When what's inside the \(f\) gets altered there usually isn't any strategy. I just rely on common sense.
Common sense here suggests that I break up the cases for positive \(x\) and negative \(x\) first. (We can put \(x=0\) with the positive ones or just do that one separately.)
I have \(y=f(x)\) sitting in front of me. I now do \(y=f(x^2)\). So if I put in \(x=2\), I don't get \(f(2)\) anymore, but rather \(f(4)\).
When I put in \(x=5\), I don't get \(f(5)\) anymore, but rather \(f(25)\). Effectively speaking, I'm getting something further away from the \(x\)-axis
closer to it
So if \(x > 1\), I'm really just squeezing the graph inwards.
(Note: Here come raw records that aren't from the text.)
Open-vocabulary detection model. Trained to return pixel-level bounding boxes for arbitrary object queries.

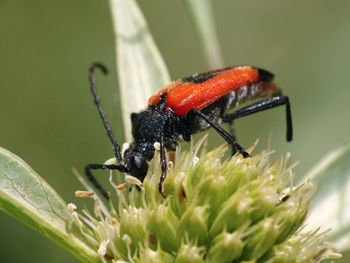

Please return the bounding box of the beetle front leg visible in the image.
[85,163,129,200]
[159,133,168,198]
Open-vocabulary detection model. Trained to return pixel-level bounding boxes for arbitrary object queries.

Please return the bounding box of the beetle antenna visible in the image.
[89,63,123,163]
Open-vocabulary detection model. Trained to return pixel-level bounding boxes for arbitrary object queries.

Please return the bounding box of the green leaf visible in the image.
[182,0,223,68]
[109,0,171,141]
[304,140,350,251]
[0,147,99,262]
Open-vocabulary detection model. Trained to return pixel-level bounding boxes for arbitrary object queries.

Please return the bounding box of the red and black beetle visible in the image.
[86,63,292,199]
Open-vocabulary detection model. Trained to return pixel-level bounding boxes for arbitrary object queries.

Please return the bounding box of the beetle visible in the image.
[85,63,292,199]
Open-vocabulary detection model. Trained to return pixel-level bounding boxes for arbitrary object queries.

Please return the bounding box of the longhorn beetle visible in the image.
[85,63,292,199]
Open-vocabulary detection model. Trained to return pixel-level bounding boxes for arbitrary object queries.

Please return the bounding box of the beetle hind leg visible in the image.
[222,96,293,142]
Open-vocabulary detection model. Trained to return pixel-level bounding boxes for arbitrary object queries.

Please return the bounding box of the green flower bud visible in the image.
[241,216,280,260]
[176,204,209,246]
[136,246,173,263]
[259,229,342,263]
[274,182,315,244]
[174,242,205,263]
[209,188,253,237]
[206,224,247,263]
[147,204,178,252]
[118,205,147,255]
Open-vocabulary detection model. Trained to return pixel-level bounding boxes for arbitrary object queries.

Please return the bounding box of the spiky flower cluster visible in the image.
[70,138,340,263]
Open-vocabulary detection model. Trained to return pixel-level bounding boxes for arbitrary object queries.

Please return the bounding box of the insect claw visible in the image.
[160,192,167,199]
[242,151,250,158]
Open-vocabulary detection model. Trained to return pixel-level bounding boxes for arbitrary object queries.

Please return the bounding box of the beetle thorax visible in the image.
[131,108,168,144]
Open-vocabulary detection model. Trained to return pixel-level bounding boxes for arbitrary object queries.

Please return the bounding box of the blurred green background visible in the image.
[1,0,350,262]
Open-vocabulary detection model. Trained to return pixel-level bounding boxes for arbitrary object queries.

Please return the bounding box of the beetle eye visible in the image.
[129,155,148,181]
[133,155,143,169]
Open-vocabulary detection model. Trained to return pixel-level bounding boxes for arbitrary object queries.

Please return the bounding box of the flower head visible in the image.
[71,138,341,262]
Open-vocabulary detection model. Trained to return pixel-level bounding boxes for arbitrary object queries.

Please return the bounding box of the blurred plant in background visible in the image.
[1,0,350,262]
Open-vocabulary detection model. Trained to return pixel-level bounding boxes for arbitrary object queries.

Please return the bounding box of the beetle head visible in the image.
[123,147,149,181]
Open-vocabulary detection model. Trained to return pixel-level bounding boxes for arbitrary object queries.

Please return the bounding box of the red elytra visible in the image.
[148,66,263,116]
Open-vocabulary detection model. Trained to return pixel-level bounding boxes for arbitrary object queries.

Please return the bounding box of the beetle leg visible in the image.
[222,96,293,142]
[220,106,238,156]
[89,63,124,162]
[158,93,168,112]
[228,120,238,156]
[159,133,168,198]
[192,109,249,158]
[85,163,129,200]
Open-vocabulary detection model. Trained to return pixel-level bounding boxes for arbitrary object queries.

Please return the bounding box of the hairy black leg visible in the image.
[89,63,123,162]
[192,109,250,158]
[85,163,129,200]
[228,120,238,156]
[159,133,168,198]
[222,96,293,142]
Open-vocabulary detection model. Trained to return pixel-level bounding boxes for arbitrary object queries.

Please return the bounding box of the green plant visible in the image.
[0,138,343,262]
[0,0,347,262]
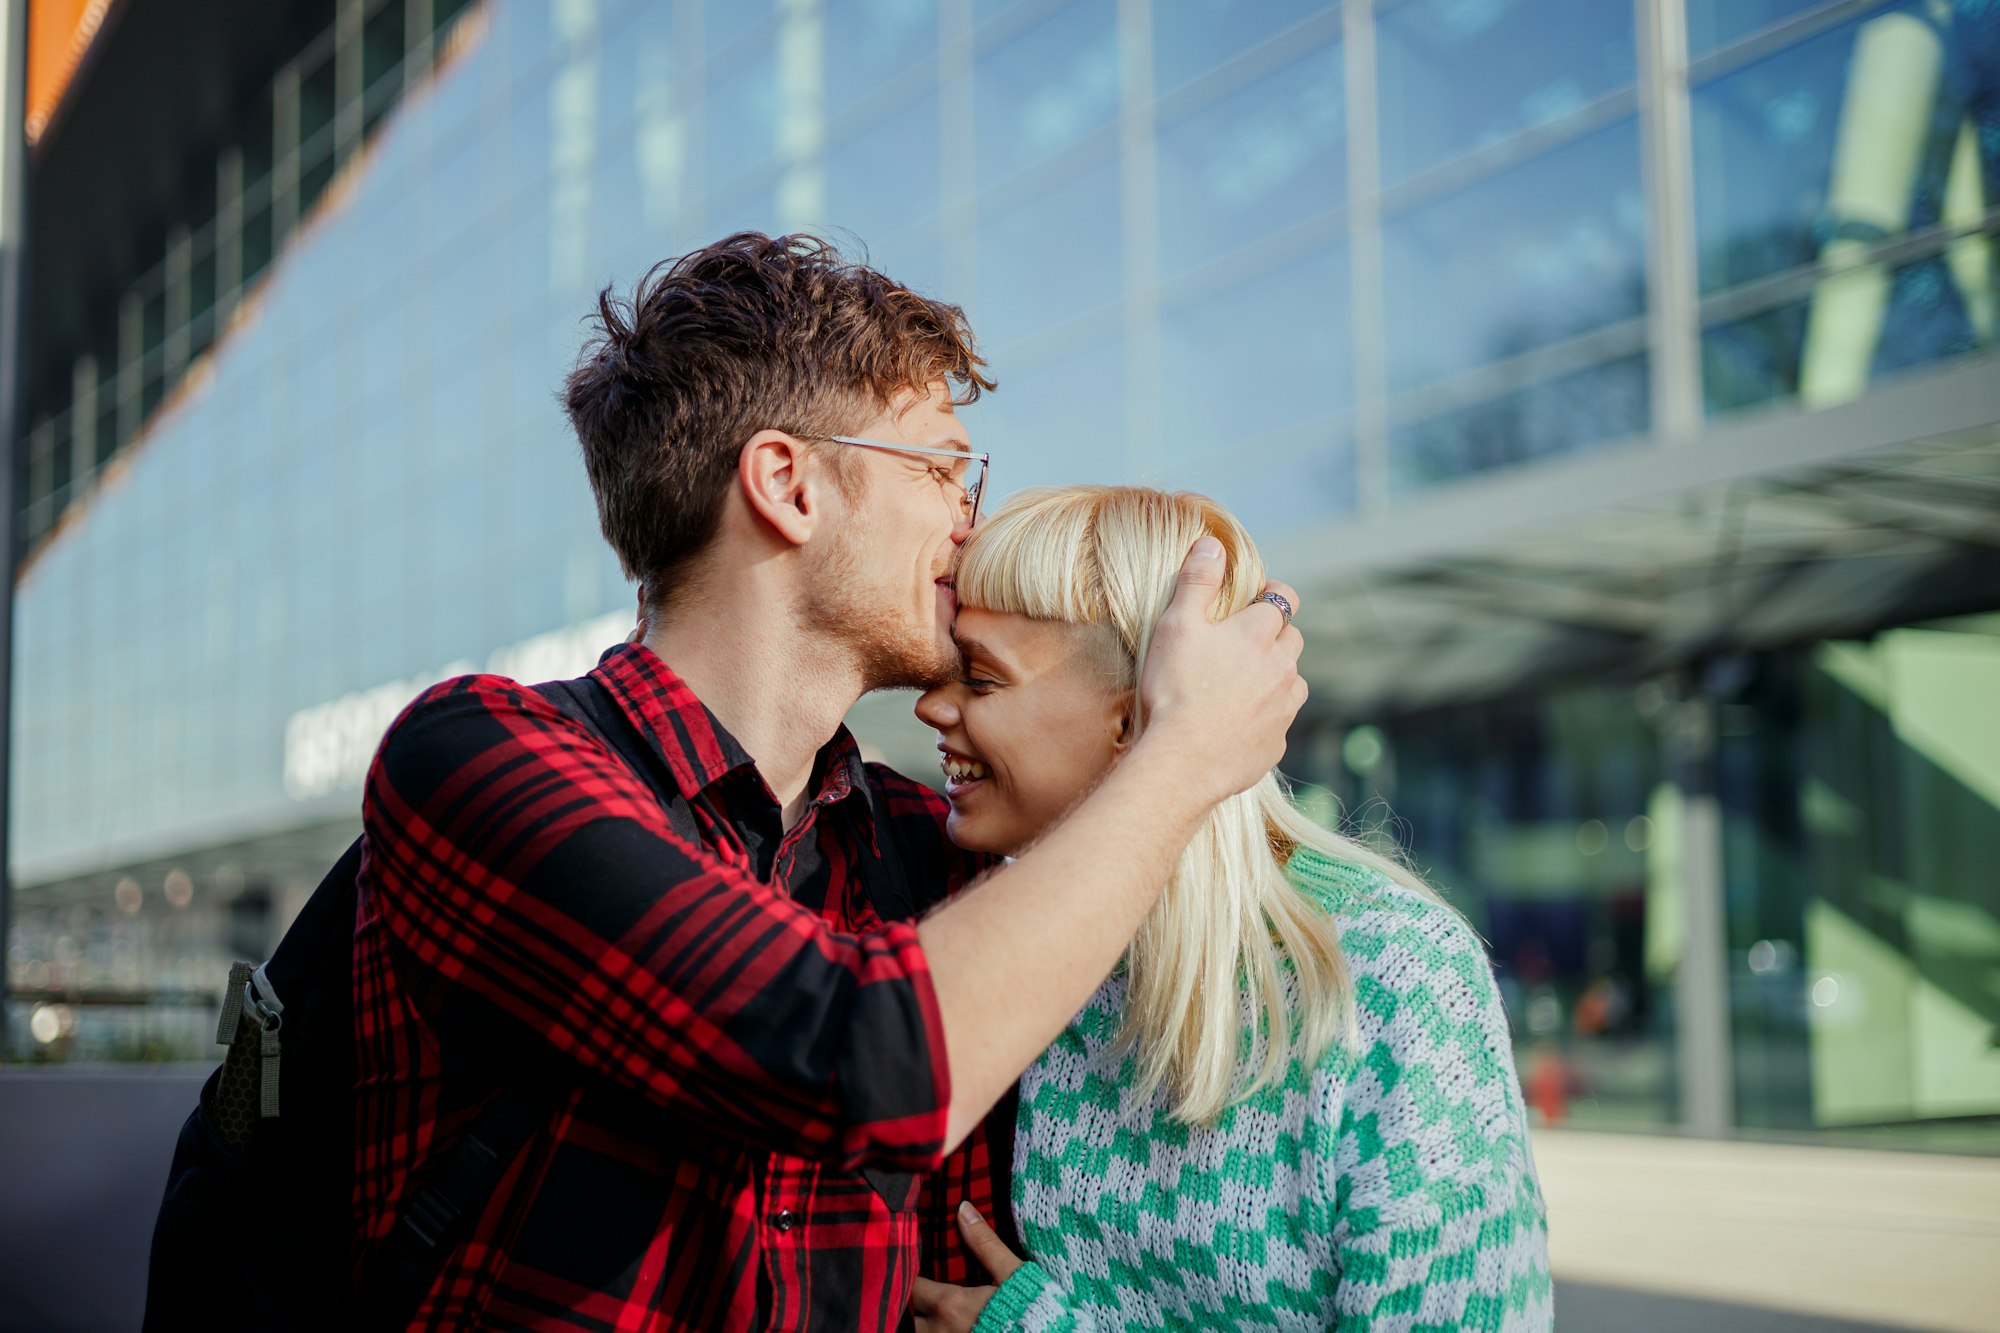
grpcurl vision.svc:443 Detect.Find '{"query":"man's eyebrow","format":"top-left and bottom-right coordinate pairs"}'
top-left (929, 436), bottom-right (972, 454)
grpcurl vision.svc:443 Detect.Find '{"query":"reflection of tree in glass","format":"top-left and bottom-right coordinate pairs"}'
top-left (1800, 1), bottom-right (1997, 406)
top-left (1398, 357), bottom-right (1649, 487)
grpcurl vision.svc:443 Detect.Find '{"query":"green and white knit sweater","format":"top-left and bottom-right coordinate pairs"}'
top-left (972, 849), bottom-right (1552, 1332)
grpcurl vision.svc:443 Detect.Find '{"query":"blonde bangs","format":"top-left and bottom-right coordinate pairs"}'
top-left (952, 486), bottom-right (1115, 631)
top-left (954, 486), bottom-right (1266, 667)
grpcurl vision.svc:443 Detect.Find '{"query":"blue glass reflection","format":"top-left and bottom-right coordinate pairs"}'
top-left (967, 334), bottom-right (1130, 492)
top-left (1383, 120), bottom-right (1647, 390)
top-left (708, 0), bottom-right (778, 58)
top-left (821, 95), bottom-right (943, 249)
top-left (707, 44), bottom-right (781, 197)
top-left (1692, 2), bottom-right (2000, 294)
top-left (975, 0), bottom-right (1120, 185)
top-left (1173, 432), bottom-right (1358, 544)
top-left (424, 139), bottom-right (483, 257)
top-left (1687, 0), bottom-right (1836, 56)
top-left (824, 0), bottom-right (937, 116)
top-left (1152, 0), bottom-right (1334, 92)
top-left (976, 158), bottom-right (1122, 350)
top-left (1156, 42), bottom-right (1345, 276)
top-left (1376, 0), bottom-right (1635, 183)
top-left (1159, 248), bottom-right (1351, 469)
top-left (1392, 356), bottom-right (1649, 489)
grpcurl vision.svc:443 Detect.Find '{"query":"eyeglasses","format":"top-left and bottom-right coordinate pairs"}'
top-left (825, 435), bottom-right (991, 525)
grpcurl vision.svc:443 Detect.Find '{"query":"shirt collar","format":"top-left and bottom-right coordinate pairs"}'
top-left (590, 642), bottom-right (874, 821)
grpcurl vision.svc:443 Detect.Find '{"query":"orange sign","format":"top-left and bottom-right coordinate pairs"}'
top-left (27, 0), bottom-right (114, 145)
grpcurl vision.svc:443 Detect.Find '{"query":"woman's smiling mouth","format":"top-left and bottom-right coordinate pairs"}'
top-left (939, 747), bottom-right (990, 794)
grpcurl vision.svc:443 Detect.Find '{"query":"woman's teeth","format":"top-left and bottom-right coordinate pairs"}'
top-left (942, 754), bottom-right (990, 784)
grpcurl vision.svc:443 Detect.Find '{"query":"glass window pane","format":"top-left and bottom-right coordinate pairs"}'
top-left (1152, 0), bottom-right (1333, 92)
top-left (821, 95), bottom-right (942, 247)
top-left (1376, 0), bottom-right (1636, 184)
top-left (967, 333), bottom-right (1129, 493)
top-left (1175, 432), bottom-right (1358, 544)
top-left (1324, 687), bottom-right (1680, 1133)
top-left (708, 43), bottom-right (782, 197)
top-left (1687, 0), bottom-right (1835, 56)
top-left (1692, 3), bottom-right (2000, 295)
top-left (1722, 622), bottom-right (2000, 1147)
top-left (1383, 120), bottom-right (1648, 391)
top-left (241, 199), bottom-right (274, 289)
top-left (190, 238), bottom-right (217, 329)
top-left (824, 0), bottom-right (937, 117)
top-left (976, 159), bottom-right (1122, 350)
top-left (1156, 41), bottom-right (1345, 276)
top-left (1392, 356), bottom-right (1649, 491)
top-left (300, 50), bottom-right (337, 152)
top-left (364, 0), bottom-right (408, 98)
top-left (975, 0), bottom-right (1120, 186)
top-left (709, 0), bottom-right (778, 58)
top-left (1159, 248), bottom-right (1351, 471)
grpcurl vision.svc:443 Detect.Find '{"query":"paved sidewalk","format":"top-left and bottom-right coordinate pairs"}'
top-left (1533, 1130), bottom-right (2000, 1332)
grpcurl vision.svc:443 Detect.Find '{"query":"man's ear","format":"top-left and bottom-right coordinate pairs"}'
top-left (738, 430), bottom-right (821, 548)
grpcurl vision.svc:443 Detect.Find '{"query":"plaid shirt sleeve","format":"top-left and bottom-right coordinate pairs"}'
top-left (864, 764), bottom-right (1023, 1284)
top-left (361, 673), bottom-right (951, 1174)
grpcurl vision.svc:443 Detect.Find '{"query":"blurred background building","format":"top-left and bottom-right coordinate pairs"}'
top-left (5, 0), bottom-right (1998, 1177)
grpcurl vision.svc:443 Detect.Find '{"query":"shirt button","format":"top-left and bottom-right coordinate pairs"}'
top-left (772, 1210), bottom-right (797, 1233)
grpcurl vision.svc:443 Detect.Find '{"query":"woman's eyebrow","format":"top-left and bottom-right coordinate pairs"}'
top-left (951, 633), bottom-right (1005, 667)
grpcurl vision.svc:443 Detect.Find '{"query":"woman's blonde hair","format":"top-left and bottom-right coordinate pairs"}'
top-left (955, 485), bottom-right (1446, 1124)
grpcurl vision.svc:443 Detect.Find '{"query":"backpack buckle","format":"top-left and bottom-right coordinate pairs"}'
top-left (399, 1186), bottom-right (461, 1252)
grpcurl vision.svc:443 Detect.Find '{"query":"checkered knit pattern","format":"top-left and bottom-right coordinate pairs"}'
top-left (973, 849), bottom-right (1552, 1332)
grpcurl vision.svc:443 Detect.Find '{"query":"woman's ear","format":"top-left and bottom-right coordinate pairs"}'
top-left (1110, 687), bottom-right (1138, 753)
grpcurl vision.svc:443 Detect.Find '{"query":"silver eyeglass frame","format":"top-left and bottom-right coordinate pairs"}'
top-left (826, 435), bottom-right (991, 524)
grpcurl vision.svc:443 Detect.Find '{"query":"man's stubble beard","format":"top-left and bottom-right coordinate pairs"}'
top-left (799, 519), bottom-right (957, 693)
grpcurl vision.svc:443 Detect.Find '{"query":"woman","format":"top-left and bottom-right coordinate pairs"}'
top-left (909, 487), bottom-right (1551, 1332)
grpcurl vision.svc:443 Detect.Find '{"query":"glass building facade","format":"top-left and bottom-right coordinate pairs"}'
top-left (8, 0), bottom-right (2000, 1151)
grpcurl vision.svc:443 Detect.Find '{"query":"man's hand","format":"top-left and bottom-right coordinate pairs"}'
top-left (911, 1202), bottom-right (1023, 1333)
top-left (1136, 535), bottom-right (1306, 804)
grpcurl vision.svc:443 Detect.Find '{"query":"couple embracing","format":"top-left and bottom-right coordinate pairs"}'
top-left (354, 232), bottom-right (1552, 1331)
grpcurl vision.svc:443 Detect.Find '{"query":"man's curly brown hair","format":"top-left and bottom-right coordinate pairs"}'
top-left (563, 232), bottom-right (995, 614)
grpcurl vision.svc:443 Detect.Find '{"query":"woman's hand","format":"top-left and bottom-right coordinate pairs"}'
top-left (626, 588), bottom-right (648, 645)
top-left (912, 1202), bottom-right (1025, 1333)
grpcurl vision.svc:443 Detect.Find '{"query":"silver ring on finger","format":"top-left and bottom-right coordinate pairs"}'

But I'm squeezing it at a faster rate as \(x\) grows bigger.
Then, I could do a similar analogy with \( 0 < x < 1\). If i'm careful enough, I'll see that the graph expands outwards from the \(y\)-axis.
And of course, since at \(x=0\) we have \(f(x^2)=f(0)\) as well, and similarly for \(x=1\), nothing changes between \(y=f(x)\) and \(y=f(x^2)\) for these two specific values.
You won't be able to get a perfectly accurate sketch, because you're just squeezing things. But you should be able to see the idea after you do some simulations on GeoGebra/Desmos.
And lastly, for negative \(x\)? That is just a matter of reflecting whatever you've done for positive \(x\) over into the left of the \(y\)-axis as well. You should be able to see why that's the case.